It eliminates a number of education programs, including:

Educational Technology State Grants—$100 million. Literacy Through School Libraries—$19 million. Byrd Honors Scholarship Program—$42 million.

And it includes cuts to other education programs. For instance:

School Improvement Grants would be funded at $536 million, a $10 million cut. Teaching American History would be cut by $73 million. The program is now financed at $119 million, so that's pretty significant. The GEARUP and TRIO college access programs also would be cut. GEARUP, which got $323 million in fiscal year 2010, would lose $20 million. And TRIO, which got $910 million last year, would lose $25 million.

But there are some bright spots for education.

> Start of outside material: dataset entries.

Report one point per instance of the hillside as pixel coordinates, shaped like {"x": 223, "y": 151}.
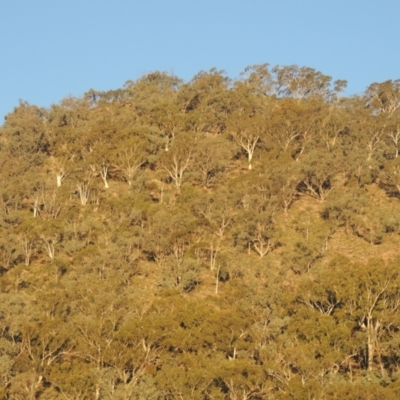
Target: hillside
{"x": 211, "y": 239}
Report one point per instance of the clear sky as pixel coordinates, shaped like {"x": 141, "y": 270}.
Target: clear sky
{"x": 54, "y": 48}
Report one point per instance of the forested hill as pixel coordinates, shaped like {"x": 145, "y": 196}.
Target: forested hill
{"x": 210, "y": 239}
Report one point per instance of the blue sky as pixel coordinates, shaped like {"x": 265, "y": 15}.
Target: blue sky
{"x": 54, "y": 48}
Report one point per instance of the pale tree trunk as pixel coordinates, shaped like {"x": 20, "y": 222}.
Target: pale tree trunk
{"x": 177, "y": 167}
{"x": 27, "y": 246}
{"x": 103, "y": 173}
{"x": 217, "y": 278}
{"x": 60, "y": 176}
{"x": 36, "y": 206}
{"x": 83, "y": 192}
{"x": 247, "y": 142}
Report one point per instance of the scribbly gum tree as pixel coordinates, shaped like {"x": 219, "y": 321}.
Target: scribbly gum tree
{"x": 178, "y": 160}
{"x": 247, "y": 131}
{"x": 372, "y": 301}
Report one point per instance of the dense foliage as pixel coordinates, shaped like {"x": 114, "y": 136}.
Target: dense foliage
{"x": 214, "y": 239}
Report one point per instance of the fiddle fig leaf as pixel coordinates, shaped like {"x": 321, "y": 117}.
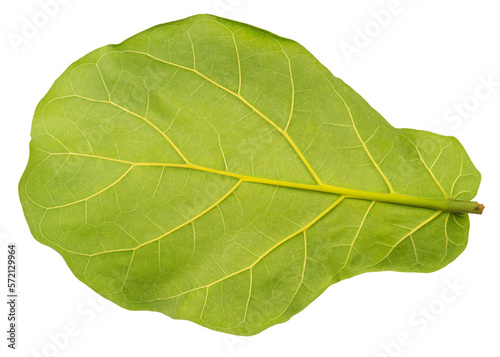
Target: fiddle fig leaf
{"x": 215, "y": 172}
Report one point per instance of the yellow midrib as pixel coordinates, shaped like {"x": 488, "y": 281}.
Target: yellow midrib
{"x": 438, "y": 204}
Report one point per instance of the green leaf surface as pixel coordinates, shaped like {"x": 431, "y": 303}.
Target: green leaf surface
{"x": 218, "y": 173}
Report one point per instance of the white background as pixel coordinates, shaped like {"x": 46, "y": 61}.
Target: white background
{"x": 415, "y": 69}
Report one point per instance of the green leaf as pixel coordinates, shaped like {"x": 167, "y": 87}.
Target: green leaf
{"x": 218, "y": 173}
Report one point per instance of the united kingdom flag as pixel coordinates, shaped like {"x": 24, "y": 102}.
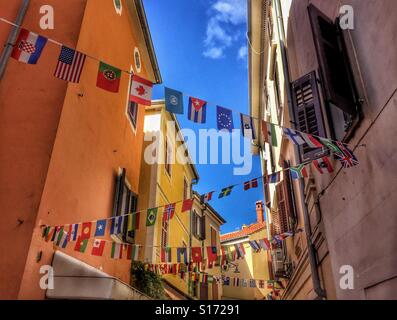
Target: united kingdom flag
{"x": 346, "y": 158}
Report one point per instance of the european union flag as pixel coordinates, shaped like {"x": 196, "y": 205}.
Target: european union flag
{"x": 224, "y": 118}
{"x": 173, "y": 100}
{"x": 100, "y": 228}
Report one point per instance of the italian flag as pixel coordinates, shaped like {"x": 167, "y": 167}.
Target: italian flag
{"x": 117, "y": 251}
{"x": 81, "y": 245}
{"x": 133, "y": 252}
{"x": 108, "y": 77}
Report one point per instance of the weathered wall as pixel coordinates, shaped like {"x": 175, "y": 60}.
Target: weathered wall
{"x": 94, "y": 139}
{"x": 31, "y": 101}
{"x": 358, "y": 208}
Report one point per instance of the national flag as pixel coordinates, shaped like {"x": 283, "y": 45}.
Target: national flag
{"x": 247, "y": 126}
{"x": 187, "y": 205}
{"x": 63, "y": 242}
{"x": 212, "y": 255}
{"x": 117, "y": 251}
{"x": 274, "y": 177}
{"x": 264, "y": 244}
{"x": 254, "y": 245}
{"x": 298, "y": 172}
{"x": 205, "y": 198}
{"x": 240, "y": 251}
{"x": 347, "y": 158}
{"x": 331, "y": 146}
{"x": 293, "y": 136}
{"x": 116, "y": 225}
{"x": 225, "y": 192}
{"x": 100, "y": 228}
{"x": 141, "y": 91}
{"x": 151, "y": 217}
{"x": 166, "y": 254}
{"x": 169, "y": 211}
{"x": 197, "y": 110}
{"x": 98, "y": 247}
{"x": 108, "y": 77}
{"x": 86, "y": 230}
{"x": 197, "y": 255}
{"x": 28, "y": 47}
{"x": 311, "y": 141}
{"x": 73, "y": 229}
{"x": 81, "y": 244}
{"x": 224, "y": 119}
{"x": 181, "y": 252}
{"x": 323, "y": 163}
{"x": 50, "y": 233}
{"x": 251, "y": 184}
{"x": 70, "y": 65}
{"x": 269, "y": 133}
{"x": 173, "y": 101}
{"x": 133, "y": 252}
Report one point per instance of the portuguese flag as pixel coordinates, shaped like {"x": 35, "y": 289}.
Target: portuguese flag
{"x": 108, "y": 77}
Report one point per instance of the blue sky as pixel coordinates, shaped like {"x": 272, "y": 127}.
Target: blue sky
{"x": 201, "y": 50}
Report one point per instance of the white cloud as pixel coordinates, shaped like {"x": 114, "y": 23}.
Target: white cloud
{"x": 213, "y": 53}
{"x": 242, "y": 53}
{"x": 226, "y": 16}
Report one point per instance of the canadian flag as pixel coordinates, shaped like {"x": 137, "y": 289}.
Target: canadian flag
{"x": 141, "y": 91}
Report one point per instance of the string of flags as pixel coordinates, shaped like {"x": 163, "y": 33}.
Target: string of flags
{"x": 29, "y": 47}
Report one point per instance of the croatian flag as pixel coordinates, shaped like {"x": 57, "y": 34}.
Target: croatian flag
{"x": 141, "y": 91}
{"x": 28, "y": 47}
{"x": 197, "y": 110}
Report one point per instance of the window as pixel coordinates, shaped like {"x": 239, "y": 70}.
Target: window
{"x": 214, "y": 237}
{"x": 338, "y": 84}
{"x": 168, "y": 157}
{"x": 125, "y": 202}
{"x": 164, "y": 232}
{"x": 118, "y": 6}
{"x": 185, "y": 189}
{"x": 308, "y": 113}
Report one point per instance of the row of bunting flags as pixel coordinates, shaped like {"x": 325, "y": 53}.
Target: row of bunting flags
{"x": 63, "y": 236}
{"x": 29, "y": 46}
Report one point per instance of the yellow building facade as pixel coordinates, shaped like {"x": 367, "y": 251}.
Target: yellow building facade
{"x": 253, "y": 266}
{"x": 168, "y": 176}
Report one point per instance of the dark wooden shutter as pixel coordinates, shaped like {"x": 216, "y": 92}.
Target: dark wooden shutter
{"x": 118, "y": 193}
{"x": 334, "y": 67}
{"x": 289, "y": 197}
{"x": 307, "y": 108}
{"x": 282, "y": 208}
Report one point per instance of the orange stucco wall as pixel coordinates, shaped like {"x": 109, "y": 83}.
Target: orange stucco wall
{"x": 30, "y": 106}
{"x": 93, "y": 139}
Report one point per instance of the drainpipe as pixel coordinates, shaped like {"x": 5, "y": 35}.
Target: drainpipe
{"x": 12, "y": 37}
{"x": 310, "y": 246}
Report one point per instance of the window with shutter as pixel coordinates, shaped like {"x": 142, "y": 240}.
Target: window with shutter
{"x": 333, "y": 61}
{"x": 282, "y": 209}
{"x": 308, "y": 113}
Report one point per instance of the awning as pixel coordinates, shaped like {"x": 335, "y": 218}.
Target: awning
{"x": 74, "y": 279}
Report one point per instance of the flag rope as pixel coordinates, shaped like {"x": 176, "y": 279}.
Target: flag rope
{"x": 184, "y": 94}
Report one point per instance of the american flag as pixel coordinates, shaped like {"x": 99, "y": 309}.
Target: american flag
{"x": 70, "y": 64}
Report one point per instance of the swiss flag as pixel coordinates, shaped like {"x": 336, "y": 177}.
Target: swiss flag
{"x": 141, "y": 91}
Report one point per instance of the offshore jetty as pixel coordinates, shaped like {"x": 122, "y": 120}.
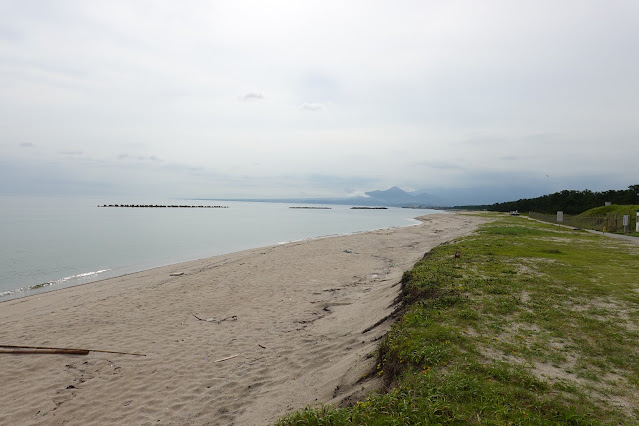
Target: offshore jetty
{"x": 163, "y": 206}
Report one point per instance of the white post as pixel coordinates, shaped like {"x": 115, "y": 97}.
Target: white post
{"x": 626, "y": 222}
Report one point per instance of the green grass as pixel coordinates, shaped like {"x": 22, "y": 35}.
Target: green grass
{"x": 533, "y": 324}
{"x": 614, "y": 209}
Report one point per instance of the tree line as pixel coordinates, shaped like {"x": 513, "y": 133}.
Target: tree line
{"x": 568, "y": 201}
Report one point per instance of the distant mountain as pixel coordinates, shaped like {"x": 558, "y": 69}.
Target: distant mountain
{"x": 392, "y": 196}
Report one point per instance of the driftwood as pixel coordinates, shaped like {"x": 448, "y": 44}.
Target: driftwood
{"x": 228, "y": 357}
{"x": 43, "y": 350}
{"x": 231, "y": 318}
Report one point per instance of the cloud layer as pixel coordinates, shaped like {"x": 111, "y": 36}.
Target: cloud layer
{"x": 334, "y": 97}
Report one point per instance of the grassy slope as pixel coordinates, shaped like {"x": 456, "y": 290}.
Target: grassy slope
{"x": 533, "y": 324}
{"x": 614, "y": 209}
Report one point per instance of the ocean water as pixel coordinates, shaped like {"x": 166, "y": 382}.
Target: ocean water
{"x": 47, "y": 244}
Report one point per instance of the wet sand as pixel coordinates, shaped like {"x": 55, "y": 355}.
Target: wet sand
{"x": 279, "y": 328}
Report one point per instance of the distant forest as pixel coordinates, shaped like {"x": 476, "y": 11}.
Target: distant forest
{"x": 568, "y": 201}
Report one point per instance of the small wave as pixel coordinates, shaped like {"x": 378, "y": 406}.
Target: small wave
{"x": 50, "y": 283}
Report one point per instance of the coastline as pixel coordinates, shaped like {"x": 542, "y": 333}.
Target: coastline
{"x": 154, "y": 242}
{"x": 290, "y": 332}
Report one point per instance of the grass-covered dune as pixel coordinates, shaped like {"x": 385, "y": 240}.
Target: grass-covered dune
{"x": 613, "y": 209}
{"x": 532, "y": 324}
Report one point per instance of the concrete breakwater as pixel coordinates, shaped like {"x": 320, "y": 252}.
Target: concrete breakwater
{"x": 163, "y": 206}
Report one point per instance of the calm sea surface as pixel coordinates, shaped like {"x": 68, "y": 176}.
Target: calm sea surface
{"x": 48, "y": 244}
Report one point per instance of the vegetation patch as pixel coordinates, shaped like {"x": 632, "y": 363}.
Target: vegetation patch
{"x": 532, "y": 324}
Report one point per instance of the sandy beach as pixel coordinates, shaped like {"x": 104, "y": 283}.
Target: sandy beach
{"x": 237, "y": 339}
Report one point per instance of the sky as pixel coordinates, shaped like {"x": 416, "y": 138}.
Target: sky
{"x": 234, "y": 99}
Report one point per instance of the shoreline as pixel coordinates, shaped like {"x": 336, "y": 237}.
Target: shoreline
{"x": 41, "y": 288}
{"x": 288, "y": 328}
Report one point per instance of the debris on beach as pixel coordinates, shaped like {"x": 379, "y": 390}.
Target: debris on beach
{"x": 228, "y": 357}
{"x": 23, "y": 350}
{"x": 231, "y": 318}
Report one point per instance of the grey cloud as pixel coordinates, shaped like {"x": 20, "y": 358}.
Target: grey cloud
{"x": 251, "y": 97}
{"x": 311, "y": 106}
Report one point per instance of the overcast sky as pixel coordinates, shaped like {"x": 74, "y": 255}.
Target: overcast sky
{"x": 317, "y": 98}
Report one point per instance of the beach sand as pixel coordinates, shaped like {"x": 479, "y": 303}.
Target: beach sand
{"x": 287, "y": 331}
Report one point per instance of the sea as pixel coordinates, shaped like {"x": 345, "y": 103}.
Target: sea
{"x": 52, "y": 243}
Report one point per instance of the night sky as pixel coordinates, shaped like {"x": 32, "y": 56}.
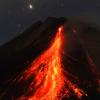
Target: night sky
{"x": 17, "y": 15}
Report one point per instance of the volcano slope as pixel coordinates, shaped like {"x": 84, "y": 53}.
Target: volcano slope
{"x": 48, "y": 62}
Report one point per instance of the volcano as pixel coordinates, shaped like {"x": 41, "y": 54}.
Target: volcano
{"x": 51, "y": 63}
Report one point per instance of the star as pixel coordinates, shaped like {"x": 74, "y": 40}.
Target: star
{"x": 30, "y": 6}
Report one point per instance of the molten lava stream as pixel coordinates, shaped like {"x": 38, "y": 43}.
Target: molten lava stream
{"x": 49, "y": 82}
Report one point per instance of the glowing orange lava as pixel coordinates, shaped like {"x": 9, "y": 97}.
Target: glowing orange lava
{"x": 48, "y": 80}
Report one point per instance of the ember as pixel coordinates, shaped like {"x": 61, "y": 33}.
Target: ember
{"x": 49, "y": 82}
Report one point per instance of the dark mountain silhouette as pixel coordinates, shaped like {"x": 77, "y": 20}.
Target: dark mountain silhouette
{"x": 17, "y": 55}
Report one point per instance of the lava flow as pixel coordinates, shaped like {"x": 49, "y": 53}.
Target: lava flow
{"x": 47, "y": 75}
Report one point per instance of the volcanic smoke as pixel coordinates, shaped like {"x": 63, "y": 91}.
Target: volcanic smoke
{"x": 48, "y": 81}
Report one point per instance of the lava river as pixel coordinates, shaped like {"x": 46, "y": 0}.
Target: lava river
{"x": 48, "y": 81}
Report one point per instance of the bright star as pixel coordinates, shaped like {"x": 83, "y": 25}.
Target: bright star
{"x": 30, "y": 6}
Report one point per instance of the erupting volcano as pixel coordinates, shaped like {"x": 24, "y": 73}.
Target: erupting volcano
{"x": 61, "y": 72}
{"x": 48, "y": 79}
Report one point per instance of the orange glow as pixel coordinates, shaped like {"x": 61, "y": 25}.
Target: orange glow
{"x": 49, "y": 82}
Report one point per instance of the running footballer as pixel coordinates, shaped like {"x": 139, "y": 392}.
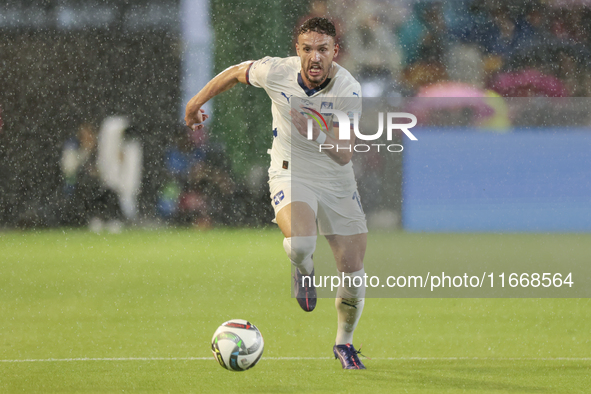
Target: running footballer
{"x": 321, "y": 196}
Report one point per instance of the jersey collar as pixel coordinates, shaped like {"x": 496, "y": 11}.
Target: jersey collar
{"x": 310, "y": 92}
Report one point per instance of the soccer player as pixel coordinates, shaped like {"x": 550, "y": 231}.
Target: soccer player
{"x": 321, "y": 187}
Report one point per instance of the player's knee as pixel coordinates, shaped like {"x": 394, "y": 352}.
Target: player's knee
{"x": 299, "y": 249}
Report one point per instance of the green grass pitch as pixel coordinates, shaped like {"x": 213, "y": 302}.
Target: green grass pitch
{"x": 135, "y": 312}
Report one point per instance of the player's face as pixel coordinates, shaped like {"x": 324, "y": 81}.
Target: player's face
{"x": 316, "y": 52}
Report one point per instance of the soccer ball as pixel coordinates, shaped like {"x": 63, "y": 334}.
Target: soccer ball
{"x": 237, "y": 345}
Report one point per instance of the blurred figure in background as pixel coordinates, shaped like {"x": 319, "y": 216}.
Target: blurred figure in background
{"x": 425, "y": 40}
{"x": 119, "y": 162}
{"x": 199, "y": 190}
{"x": 377, "y": 60}
{"x": 88, "y": 200}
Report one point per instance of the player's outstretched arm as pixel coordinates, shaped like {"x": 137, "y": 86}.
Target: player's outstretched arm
{"x": 194, "y": 115}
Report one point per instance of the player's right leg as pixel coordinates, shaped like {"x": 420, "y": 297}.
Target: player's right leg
{"x": 297, "y": 221}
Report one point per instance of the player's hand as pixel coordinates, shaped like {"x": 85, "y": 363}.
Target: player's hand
{"x": 194, "y": 118}
{"x": 301, "y": 124}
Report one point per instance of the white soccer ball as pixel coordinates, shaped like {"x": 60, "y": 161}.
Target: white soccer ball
{"x": 237, "y": 345}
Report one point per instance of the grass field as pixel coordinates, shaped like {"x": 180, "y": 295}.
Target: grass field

Although the bill doesn’t restore the money cut from the Striving Readers comprehensive literacy program under last month’s stopgap spending measure, it does leave untouched $189 million in leftover fiscal year 2010 funds, which haven’t been distributed yet.

The bill also doesn’t restore funding for any of the national earmarks eliminated under the recent stopgap measure, including Teach for America, the National Writing Project, or the National Board for Professional Teaching Standards. But it does slice off 1 percent of the funding for the roughly $3 billion Teacher Quality State Grants program to be used to create a competitive grant program which would give those programs the opportunity to compete for funding.

The administration got some of its priorities into the mix, including $700 million for a new round of Race to the Top, which will include a new initiative for early childhood education. The bill also includes $150 million for another round of the Investing in Innovation program (i3). And it would level-fund the Teacher Incentive Fund at $400 million.

Key education programs would be level-funded, including Title I grants to districts, which will get $14.5 billion, the same as last year. Pell Grants also would be level-funded, with the maximum staying at $5,550. But the bill eliminates year-round Pell Grants, a suggestion floated by the administration in its fiscal year 2012 budget request.

Overall, adjusting for Pell grants, the U.S. Department of Education would get $68.5 billion, compared to $69.8 billion last year.

The Head Start program got a $340 million increase, to $7.57 billion. House Republicans had sought to cut the program by $1 billion.

Lawmakers in both chambers are expected to vote on the bill this week.

UPDATE:
Promise Neighborhoods were another winner, getting $30 million under the bill, an increase of $20 million. And Texas got around a provision blocking the state from accessing edujobs money.